China steps up efforts to tackle curtailment of renewable energy

Source: By Kathy Chen and Dominique Patton, Reuters • Posted: Wednesday, October 21, 2015

A security guard stands in front of windmills used to generate energy in Shanghai November 28, 2011. REUTERS/Aly Song

China is urging its top wind and solar power production provinces to prioritize transmission of renewable energy over conventional energy sources as it seeks to get more clean power onto the grid.

China has installed more wind farms than any other country but not all of the power generated by the projects is used, due to curtailment, which is a shortage of transmission capacity to connect projects in remote regions to end users.

More than 15 percent of energy generated by wind power in the first half of this year suffered from curtailment, according to official data.

Grid companies typically favor conventional energy sources like coal and hydro power over less stable renewable energy sources, which also require more investment on grid connections and government-subsidized feed-in tariffs.

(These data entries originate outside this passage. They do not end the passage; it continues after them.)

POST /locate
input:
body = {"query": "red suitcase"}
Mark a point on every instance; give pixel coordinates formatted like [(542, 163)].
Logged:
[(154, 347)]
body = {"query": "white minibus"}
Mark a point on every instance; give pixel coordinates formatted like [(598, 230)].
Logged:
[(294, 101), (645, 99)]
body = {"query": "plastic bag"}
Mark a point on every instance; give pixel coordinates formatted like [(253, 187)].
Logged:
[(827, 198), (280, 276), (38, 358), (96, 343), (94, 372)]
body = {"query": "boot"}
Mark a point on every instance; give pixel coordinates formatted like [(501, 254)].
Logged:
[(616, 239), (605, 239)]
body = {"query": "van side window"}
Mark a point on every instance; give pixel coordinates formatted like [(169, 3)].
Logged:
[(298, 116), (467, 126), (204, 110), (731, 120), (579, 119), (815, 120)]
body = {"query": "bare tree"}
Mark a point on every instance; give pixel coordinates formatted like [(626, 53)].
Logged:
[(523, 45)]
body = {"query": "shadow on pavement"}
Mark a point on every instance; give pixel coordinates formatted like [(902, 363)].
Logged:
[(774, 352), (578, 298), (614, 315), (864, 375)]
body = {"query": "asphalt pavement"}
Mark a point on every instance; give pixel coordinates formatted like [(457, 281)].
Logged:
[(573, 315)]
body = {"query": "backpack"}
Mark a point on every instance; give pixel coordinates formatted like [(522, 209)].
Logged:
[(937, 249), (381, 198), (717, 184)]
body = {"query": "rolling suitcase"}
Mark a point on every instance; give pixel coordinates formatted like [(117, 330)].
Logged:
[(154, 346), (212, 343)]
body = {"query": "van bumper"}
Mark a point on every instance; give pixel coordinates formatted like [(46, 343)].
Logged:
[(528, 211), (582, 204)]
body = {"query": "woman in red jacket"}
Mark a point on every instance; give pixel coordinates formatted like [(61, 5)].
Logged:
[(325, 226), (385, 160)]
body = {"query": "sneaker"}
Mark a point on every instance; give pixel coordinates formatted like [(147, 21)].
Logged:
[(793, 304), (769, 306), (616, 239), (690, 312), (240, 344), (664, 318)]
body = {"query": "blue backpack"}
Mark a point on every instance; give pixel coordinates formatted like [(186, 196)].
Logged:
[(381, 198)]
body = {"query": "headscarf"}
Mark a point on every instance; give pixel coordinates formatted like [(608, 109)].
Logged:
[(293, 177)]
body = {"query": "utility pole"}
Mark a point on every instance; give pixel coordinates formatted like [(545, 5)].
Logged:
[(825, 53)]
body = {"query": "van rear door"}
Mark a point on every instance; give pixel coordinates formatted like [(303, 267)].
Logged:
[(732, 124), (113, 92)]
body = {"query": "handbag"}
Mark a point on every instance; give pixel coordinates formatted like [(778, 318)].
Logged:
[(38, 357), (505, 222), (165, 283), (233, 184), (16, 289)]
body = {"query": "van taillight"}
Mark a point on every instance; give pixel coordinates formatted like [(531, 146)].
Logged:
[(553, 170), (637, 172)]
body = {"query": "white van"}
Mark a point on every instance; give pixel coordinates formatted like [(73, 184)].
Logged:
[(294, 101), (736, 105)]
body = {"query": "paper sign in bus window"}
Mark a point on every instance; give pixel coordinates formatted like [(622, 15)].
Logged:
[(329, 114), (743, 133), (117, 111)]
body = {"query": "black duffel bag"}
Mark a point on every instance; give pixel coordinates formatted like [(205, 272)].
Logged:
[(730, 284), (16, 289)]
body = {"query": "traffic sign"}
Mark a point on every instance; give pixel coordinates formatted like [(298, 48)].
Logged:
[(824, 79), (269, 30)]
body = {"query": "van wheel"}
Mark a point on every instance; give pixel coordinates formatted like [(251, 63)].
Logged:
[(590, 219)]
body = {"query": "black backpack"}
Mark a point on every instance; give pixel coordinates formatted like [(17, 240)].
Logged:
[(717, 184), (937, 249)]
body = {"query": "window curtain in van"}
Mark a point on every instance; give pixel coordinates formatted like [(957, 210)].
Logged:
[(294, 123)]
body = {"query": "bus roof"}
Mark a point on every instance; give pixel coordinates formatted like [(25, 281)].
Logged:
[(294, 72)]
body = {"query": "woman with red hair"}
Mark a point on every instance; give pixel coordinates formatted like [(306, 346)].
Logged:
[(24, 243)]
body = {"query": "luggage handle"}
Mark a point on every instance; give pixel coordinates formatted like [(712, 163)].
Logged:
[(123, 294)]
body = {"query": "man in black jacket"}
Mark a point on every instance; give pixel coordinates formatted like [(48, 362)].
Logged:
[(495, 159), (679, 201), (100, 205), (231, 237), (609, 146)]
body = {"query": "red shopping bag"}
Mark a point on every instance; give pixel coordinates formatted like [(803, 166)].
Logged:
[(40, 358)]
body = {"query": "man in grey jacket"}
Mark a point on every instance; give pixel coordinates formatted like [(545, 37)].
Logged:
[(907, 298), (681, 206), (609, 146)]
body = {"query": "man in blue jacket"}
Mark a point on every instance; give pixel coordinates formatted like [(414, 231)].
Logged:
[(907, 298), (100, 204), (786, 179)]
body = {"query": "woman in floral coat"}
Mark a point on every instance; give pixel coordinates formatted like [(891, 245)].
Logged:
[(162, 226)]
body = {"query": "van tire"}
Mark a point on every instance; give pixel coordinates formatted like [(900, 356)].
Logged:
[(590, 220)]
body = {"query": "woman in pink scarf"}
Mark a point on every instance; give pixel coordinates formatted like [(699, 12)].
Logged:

The country’s top economic planner has urged northwestern regions Gansu and Inner Mongolia to launch pilot projects to tackle the issue, including increasing consumption of renewable energy locally.

“Renewable energy should be given priority, complemented by conventional energy in a local network with peak shaving, in order to reduce the need for constructing grid capacity to export electricity,” said a document released by the National Development and Reform Commission (NDRC).

Though the regions should build more transmission lines to increase outbound capacity, the authority also urged them to attract more energy-intensive industries from China’s east, helping to better absorb the supply of renewable energy locally.

“We welcome local renewable energy generators to participate in and scale up direct power trading, providing alternative sources of power for electricity and heating, cutting prices for industrial users, and increasing power use and consumption as close as possible to the source of production,” added the NDRC.

The renewable power producers will also benefit from priority access to the grid, it said, reiterating policy already in place for several years.

China had nearly 109GW of wind power capacity by September, a 28 percent increase year on year, according to the National Energy Administration, but 20 percent of western Inner Mongolia’s wind power suffered curtailment, while the level hit 31 percent in Gansu.

Average curtailment of solar power in the country is 9 percent but the level reached 28 percent in Gansu, according to the National Energy Administration.

China had 35.78GW of installed solar power capacity in June, which is expected to grow to 150-200GW by 2020.